Melinda Garrett, HISD’s chief financial officer, said the administration is considering various options for balancing the budget, including those that involve increasing the tax rate and reducing a special tax discount.
“I wish we could hold them steady,” Garrett said. “It depends on how large the final state cut will be and how bad you want to raise class sizes and let people go.”
Garrett estimates, based on discussions at the state level, that the district will be $170 million short next year. That’s a gap about half as large as one consulting group predicted initially based on the Legislature’s early, bare-bones budget proposals.
The HISD board will have to decide whether it wants to balance the district’s budget through cuts alone or with additional tax revenue.
Estimates from HISD documents show that the district could, if the board chose, cover most of the $170 million shortfall by raising the tax rate by the maximum 7 cents and by abolishing the special tax break known as the optional homestead exemption.
That would cost the owner of an average-priced home an extra $580 a year.
“That’s not likely to happen,” Garrett said.

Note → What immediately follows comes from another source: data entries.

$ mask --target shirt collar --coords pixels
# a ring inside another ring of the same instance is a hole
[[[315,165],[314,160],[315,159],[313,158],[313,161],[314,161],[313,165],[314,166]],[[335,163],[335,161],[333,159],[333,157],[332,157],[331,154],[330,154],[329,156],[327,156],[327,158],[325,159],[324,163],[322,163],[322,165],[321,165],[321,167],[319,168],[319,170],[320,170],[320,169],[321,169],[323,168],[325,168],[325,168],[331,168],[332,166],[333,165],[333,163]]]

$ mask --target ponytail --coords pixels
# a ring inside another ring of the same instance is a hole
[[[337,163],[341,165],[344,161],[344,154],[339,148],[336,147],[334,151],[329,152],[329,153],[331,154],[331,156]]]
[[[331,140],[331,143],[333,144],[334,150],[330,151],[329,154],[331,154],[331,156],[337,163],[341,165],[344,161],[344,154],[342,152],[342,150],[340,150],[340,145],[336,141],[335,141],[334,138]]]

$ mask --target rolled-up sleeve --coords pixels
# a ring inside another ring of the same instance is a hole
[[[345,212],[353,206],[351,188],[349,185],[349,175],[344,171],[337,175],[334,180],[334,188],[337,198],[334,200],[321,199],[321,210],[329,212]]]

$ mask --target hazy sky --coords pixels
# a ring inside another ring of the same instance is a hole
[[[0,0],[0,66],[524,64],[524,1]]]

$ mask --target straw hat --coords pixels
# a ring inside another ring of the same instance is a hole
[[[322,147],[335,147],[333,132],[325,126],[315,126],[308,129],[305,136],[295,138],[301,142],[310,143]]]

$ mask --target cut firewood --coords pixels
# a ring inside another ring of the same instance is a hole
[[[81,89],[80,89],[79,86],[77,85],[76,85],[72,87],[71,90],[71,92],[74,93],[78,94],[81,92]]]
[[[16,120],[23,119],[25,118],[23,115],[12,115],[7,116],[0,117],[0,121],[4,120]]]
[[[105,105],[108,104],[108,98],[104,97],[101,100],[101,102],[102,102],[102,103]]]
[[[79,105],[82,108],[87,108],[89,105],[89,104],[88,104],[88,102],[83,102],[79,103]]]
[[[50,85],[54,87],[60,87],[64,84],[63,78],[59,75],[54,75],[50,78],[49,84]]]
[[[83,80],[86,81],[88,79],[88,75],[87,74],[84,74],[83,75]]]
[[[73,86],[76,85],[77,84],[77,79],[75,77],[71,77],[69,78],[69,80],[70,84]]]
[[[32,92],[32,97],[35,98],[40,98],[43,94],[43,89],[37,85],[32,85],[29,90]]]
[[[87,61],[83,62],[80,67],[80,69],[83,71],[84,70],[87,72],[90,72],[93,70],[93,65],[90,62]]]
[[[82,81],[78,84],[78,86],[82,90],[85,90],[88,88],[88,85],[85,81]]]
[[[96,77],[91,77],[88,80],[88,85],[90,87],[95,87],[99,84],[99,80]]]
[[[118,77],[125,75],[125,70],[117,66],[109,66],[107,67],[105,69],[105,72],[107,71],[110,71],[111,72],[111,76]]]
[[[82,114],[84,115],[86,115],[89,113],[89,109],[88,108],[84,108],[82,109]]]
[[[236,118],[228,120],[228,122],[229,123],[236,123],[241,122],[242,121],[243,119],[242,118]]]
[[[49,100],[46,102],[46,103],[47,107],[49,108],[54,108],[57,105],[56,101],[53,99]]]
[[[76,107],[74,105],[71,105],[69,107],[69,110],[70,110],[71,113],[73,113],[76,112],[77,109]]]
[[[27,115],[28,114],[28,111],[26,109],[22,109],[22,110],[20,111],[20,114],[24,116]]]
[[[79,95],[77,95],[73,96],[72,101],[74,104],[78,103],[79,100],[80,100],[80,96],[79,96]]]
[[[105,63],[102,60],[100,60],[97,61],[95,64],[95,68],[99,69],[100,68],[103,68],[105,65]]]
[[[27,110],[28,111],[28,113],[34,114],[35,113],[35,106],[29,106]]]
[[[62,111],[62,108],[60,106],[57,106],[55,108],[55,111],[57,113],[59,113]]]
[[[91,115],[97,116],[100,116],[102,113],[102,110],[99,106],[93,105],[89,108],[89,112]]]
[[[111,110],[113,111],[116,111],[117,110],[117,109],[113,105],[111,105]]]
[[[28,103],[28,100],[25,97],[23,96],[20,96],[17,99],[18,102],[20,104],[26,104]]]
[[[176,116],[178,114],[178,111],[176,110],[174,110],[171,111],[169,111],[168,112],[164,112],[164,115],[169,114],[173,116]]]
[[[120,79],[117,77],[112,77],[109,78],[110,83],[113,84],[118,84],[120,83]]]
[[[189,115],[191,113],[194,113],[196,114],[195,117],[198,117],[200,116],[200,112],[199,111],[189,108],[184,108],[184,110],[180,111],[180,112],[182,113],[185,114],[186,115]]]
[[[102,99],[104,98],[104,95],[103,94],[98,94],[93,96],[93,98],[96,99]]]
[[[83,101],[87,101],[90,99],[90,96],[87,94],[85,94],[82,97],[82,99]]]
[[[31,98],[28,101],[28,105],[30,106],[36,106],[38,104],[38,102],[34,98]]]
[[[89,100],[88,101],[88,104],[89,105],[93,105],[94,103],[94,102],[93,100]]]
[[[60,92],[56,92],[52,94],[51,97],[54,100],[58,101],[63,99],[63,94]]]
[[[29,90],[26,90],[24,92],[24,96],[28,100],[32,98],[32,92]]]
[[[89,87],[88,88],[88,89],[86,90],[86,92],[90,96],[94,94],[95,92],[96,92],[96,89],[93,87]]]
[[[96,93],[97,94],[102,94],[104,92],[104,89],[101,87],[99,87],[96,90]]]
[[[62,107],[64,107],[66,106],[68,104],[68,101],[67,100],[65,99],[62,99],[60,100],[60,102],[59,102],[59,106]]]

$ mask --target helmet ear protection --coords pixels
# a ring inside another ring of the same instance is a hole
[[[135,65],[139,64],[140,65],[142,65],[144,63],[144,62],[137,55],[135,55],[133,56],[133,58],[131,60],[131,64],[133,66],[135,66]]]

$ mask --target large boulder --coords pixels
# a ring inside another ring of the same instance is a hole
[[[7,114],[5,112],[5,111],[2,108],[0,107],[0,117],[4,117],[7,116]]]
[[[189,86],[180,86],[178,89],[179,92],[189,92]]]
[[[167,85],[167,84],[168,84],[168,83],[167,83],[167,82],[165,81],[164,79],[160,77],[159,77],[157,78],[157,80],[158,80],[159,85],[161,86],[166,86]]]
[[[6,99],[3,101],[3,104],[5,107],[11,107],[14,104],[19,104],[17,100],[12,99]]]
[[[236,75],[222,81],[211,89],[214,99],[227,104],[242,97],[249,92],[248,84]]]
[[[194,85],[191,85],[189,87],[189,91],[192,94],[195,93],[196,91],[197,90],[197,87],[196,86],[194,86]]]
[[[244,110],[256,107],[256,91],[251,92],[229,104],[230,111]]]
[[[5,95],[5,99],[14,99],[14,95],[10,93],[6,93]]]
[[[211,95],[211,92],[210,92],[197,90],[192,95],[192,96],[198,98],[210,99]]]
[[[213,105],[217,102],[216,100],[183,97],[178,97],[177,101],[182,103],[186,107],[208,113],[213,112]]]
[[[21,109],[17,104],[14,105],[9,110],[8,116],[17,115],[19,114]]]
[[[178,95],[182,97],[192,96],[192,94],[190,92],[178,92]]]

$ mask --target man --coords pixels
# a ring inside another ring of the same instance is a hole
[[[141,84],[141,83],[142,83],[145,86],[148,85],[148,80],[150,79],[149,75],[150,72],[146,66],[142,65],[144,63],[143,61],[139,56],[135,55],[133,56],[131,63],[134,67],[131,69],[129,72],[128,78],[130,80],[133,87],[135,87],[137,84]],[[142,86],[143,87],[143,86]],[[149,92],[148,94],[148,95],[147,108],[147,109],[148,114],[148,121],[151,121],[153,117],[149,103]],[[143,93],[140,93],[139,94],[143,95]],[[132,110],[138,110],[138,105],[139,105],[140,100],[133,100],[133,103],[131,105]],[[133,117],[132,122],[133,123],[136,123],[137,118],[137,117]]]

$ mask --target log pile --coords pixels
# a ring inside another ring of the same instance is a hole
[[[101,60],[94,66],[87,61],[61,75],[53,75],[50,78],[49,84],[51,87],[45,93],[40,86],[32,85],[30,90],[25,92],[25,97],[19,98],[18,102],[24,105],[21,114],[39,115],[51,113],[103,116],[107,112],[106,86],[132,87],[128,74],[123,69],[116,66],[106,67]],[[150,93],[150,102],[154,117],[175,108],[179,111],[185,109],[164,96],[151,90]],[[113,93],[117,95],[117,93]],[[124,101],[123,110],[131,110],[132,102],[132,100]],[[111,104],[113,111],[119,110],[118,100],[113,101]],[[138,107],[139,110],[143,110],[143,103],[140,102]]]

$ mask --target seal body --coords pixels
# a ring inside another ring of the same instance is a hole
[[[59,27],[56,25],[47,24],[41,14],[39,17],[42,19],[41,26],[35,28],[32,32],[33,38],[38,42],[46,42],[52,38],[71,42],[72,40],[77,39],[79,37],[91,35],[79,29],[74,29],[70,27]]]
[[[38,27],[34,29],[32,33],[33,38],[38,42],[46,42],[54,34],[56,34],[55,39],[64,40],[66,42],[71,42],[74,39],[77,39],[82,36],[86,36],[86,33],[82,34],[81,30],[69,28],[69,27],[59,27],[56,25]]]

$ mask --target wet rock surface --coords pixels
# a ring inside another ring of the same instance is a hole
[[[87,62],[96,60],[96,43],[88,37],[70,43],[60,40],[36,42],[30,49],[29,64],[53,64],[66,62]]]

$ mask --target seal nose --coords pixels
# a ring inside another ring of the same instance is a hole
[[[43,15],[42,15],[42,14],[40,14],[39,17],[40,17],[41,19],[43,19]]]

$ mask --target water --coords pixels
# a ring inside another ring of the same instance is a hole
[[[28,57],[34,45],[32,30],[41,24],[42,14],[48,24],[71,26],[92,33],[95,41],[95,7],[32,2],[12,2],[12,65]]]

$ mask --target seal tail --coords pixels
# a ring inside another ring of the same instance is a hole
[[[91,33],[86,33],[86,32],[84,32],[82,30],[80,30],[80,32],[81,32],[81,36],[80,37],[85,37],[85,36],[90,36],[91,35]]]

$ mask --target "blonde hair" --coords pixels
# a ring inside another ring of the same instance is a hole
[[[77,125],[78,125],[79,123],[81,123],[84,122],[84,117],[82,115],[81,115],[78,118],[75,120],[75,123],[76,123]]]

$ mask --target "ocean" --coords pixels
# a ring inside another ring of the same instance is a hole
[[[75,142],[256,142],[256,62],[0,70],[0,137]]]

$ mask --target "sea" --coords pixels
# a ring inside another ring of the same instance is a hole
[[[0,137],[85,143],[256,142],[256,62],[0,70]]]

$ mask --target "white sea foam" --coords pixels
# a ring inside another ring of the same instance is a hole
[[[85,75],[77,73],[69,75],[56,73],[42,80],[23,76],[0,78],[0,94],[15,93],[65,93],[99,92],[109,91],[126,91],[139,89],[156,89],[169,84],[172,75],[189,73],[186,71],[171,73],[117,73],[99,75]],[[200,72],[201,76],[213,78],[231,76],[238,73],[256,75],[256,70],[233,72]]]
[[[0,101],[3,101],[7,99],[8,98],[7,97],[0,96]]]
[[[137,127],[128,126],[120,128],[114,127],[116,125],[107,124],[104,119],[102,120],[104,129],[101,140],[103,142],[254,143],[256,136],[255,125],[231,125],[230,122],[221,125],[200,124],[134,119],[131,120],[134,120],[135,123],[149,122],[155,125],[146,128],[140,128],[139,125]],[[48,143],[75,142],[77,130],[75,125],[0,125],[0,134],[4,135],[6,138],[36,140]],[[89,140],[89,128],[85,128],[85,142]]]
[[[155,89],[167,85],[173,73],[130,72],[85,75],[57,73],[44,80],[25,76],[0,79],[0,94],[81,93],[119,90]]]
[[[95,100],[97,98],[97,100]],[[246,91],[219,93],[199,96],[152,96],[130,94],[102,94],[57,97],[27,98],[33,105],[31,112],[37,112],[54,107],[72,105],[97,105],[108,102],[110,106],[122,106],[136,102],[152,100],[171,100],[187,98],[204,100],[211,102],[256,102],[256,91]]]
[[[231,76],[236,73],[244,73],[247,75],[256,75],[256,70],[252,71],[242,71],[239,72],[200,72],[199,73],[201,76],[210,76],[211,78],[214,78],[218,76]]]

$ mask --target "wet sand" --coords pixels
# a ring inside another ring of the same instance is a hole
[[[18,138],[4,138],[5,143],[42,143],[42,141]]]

I would imagine that HISD will see how much it can squeeze out of relatively non-painful cuts – i.e., cuts to central admin personnel and the like, but not to classroom instruction – and adjust taxes to make up the rest. They have a fair amount of flexibility on that, meaning that they’re going to take a hit for having been fiscally conservative up till now. The real problem here, as Trustee Harvin Moore points out, is that the state is funding a smaller and smaller share of public education, while localities are ponying up more. That will be what the next lawsuit it about, much like the previous one was.